Hey there, time traveller!
This article was published 9/8/2011 (2205 days ago), so information in it may no longer be current.
Would a Hooters restaurant hire a breast cancer survivor who chose not to have reconstructive surgery?
That's pretty much all you need to know about the Canadian Breast Cancer Foundation's decision to team up with the burger-and-beer chain, best known for fulsomely breasted waitresses dressed in low-cut tops and short shorts.
Hooters sells sex, along with chicken wings.
The Canadian Breast Cancer Foundation works to fund and support breast cancer research and provide meaningful awareness programs. Their efforts include advocating for those living with breast cancer. Make no mistake: They do a great job and the funds they raise are crucial to breast cancer research.
So why would they get into bed with a business dedicated to exploiting women? Will the money raised counterbalance the ill will generated among many of their donors?
Let's be clear: The foundation approached the restaurant. Hooters did not come along, hat in hand, hoping to burnish its reputation.
No one goes to Hooters with a gun to their head. It's a choice. The chain does nothing illegal or immoral, although some of us hoped there would be a day when their T&A displays would become relics of a distant past. If this is where you choose to have dinner, good for you. But for the restaurant (or the cancer foundation) to blithely claim the fundraiser is really to benefit men who might not understand they can be affected is a canard of the first order.
That's the story both a restaurant spokeswoman and a cancer foundation employee told a Free Press reporter this week.
Less that one per cent of all diagnosed breast cancer cases are male. Awareness is critical. But pretending Hooters' "Grateful for the Girls" campaign is aimed at raising men's understanding of their risk is inane. If it was men they were hoping to help, they'd be promoting "Beholden to the Boys" briefs and boxers.
As part of the fundraising, the restaurant is selling Grateful for the Girls scoop-neck sleeveless T-shirts. Their online merchandise (unconnected to the breast cancer fundraiser) includes a T-shirt decorated with an image of a large-breasted woman holding a rifle.
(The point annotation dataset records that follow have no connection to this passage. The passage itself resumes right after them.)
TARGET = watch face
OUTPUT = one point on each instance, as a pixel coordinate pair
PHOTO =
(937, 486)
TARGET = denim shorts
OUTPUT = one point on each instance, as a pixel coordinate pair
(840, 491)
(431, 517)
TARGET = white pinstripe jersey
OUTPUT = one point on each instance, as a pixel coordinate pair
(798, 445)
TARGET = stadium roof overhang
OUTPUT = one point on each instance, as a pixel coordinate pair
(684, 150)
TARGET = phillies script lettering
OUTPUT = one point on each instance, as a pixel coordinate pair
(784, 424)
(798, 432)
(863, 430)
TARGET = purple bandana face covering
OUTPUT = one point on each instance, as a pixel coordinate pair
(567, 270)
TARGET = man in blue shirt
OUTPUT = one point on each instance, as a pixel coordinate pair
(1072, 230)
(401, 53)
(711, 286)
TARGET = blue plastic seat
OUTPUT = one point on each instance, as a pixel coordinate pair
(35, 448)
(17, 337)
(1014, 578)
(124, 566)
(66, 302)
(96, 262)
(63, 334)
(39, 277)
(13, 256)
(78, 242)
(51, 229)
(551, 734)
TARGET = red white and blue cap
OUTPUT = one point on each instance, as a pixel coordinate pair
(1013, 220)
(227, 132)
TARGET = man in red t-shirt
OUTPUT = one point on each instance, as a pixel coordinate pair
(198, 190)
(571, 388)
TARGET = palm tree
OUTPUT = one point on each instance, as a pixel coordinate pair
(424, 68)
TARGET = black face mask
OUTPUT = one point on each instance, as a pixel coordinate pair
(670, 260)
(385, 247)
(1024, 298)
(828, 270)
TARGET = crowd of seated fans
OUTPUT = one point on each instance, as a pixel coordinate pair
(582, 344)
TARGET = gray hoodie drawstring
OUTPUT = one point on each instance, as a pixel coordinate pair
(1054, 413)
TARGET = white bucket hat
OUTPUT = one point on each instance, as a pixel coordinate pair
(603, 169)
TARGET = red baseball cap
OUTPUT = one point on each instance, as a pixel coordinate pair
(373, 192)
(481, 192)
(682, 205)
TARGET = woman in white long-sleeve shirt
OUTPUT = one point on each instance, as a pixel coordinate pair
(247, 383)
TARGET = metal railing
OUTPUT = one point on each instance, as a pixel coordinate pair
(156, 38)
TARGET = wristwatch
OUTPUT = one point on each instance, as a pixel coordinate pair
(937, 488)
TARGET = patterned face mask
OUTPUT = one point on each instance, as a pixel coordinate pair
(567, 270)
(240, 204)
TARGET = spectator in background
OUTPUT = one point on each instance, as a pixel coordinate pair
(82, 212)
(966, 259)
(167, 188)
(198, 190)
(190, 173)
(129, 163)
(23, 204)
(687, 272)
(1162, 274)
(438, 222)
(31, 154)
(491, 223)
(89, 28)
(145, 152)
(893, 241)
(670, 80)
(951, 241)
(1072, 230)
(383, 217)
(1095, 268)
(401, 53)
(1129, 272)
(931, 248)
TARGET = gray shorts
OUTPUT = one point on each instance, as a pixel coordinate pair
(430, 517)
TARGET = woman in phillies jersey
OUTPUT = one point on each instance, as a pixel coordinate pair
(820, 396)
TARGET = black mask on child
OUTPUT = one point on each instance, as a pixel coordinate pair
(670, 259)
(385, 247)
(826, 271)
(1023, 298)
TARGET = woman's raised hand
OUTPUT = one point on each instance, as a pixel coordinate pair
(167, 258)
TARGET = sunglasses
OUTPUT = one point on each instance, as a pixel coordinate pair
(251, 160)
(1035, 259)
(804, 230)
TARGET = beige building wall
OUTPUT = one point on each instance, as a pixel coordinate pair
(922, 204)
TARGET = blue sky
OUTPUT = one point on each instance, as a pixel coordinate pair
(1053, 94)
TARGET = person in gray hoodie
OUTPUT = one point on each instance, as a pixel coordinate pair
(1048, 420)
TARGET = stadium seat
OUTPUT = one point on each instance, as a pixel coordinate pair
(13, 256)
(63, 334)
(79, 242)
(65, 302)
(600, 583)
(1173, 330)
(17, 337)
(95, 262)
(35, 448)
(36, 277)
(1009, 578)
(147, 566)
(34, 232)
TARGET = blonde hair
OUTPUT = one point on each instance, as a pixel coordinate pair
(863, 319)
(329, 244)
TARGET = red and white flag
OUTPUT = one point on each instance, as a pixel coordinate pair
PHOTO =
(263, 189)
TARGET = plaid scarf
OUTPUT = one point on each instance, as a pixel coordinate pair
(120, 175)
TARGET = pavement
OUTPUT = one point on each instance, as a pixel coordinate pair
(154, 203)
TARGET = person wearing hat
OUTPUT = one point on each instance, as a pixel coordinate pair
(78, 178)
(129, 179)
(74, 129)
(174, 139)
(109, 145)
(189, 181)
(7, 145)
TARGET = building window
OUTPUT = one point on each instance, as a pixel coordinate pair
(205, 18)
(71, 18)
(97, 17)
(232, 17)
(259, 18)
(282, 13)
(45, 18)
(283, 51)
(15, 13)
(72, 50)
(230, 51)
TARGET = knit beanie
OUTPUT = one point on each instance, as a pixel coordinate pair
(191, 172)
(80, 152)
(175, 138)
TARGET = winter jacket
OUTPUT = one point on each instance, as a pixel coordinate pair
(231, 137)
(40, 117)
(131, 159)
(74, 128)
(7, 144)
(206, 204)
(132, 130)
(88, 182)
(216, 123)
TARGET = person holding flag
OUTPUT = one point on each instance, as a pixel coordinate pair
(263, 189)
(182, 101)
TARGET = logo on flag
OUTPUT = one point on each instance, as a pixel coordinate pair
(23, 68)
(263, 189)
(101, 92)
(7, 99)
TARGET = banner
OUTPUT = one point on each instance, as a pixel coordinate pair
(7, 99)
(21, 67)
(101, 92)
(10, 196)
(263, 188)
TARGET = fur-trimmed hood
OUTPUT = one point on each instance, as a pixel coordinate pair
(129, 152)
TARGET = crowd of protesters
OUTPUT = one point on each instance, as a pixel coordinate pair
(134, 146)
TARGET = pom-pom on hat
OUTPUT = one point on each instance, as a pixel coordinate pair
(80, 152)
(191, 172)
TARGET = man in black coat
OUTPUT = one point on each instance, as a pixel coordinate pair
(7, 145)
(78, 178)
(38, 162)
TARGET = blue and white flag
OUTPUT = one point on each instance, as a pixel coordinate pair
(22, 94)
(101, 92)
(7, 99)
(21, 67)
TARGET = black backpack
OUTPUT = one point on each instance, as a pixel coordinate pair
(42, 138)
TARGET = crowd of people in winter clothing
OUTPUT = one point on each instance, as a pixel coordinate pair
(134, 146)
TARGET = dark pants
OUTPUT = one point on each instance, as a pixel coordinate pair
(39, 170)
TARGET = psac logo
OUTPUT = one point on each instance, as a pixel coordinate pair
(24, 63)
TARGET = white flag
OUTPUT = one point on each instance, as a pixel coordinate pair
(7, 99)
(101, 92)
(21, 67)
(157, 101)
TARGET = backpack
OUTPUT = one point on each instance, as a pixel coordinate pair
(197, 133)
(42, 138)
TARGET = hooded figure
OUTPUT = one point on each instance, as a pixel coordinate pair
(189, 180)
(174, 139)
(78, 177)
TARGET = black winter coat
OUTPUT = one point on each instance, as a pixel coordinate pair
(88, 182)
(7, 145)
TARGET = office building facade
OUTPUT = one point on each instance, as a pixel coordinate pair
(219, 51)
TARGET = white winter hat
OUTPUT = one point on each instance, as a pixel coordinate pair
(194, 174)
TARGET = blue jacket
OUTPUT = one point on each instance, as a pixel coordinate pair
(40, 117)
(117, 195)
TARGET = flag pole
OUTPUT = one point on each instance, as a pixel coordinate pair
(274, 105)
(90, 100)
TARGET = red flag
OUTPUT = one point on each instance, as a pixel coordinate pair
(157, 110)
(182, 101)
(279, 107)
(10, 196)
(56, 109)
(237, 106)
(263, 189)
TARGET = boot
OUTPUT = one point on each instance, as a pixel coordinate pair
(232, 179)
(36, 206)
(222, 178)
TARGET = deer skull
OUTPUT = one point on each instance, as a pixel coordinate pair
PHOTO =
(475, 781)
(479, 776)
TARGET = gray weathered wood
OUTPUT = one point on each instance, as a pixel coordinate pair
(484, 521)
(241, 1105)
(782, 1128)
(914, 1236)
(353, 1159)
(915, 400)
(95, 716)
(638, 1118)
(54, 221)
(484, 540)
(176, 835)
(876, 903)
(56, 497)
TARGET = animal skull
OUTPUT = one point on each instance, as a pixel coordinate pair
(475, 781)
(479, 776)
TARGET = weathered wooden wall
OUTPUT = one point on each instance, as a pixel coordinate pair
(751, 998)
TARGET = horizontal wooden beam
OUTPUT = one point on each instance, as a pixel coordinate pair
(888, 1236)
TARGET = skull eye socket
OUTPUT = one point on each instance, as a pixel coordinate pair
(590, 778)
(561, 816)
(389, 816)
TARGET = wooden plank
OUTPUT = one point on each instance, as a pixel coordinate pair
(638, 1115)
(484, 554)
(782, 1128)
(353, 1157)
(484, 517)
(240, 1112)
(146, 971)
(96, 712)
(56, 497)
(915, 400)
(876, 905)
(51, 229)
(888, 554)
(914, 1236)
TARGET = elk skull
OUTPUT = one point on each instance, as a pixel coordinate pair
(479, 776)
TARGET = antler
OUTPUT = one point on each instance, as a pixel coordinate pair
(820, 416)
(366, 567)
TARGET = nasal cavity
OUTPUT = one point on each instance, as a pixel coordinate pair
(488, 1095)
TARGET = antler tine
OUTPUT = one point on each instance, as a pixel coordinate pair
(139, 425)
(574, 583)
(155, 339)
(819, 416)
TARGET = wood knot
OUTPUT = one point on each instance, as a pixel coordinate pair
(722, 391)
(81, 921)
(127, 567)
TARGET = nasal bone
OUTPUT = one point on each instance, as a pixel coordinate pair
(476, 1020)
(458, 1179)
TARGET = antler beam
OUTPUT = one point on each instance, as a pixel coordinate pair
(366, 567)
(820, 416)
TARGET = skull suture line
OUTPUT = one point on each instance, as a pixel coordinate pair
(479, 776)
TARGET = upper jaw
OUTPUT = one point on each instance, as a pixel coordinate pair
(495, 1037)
"Hunters Love A Nice Rack," it reads. This is a company with whom the breast cancer foundation wants to be associated?
A friend posed an interesting question Monday night: Would Prostate Cancer Canada encourage a group of women who wanted to raise funds by exploiting the butts of young men? Would they pretend the stunt was actually to help women become aware of their own cancer risk?
Not a chance. No one would believe them if they tried.
Breast cancer foundations have standards. While some corporations will slap a pink ribbon on just about anything to ride the wave of emotional support for the cause, the foundation is clear when a line is crossed.
They do endorse pink toilet paper, light bulbs, flooring, screwdrivers, lip balm and hammers. The American fundraising arm speaks out against a campaign by Yoplait yogurt that donates 10 cents for every lid consumers mail back to them.
"Yoplait yogurt is made with milk from cows that have been injected with the synthetic hormone recombinant bovine growth hormone (called rBGH or rBST)," reads the breastcancer.org website.
"There are numerous health concerns surrounding rBGH, and breast cancer is one of them."
When an organization depends upon the support of corporations and individuals to provide essential services, they're walking a tightrope without a net. They need the money. While events such as Run for the Cure are popular and vital, every buck they can attract from other sources is also needed.
But ignoring the message Hooters sends while accepting its money is bad business for a group that does so much good.
Surely the foundation would like to move us beyond a world where sniggering about breasts is sanctioned.
In a Hooters world, breasts have to be perky and perfect. Doesn't the foundation understand those affected by breast cancer reject that notion?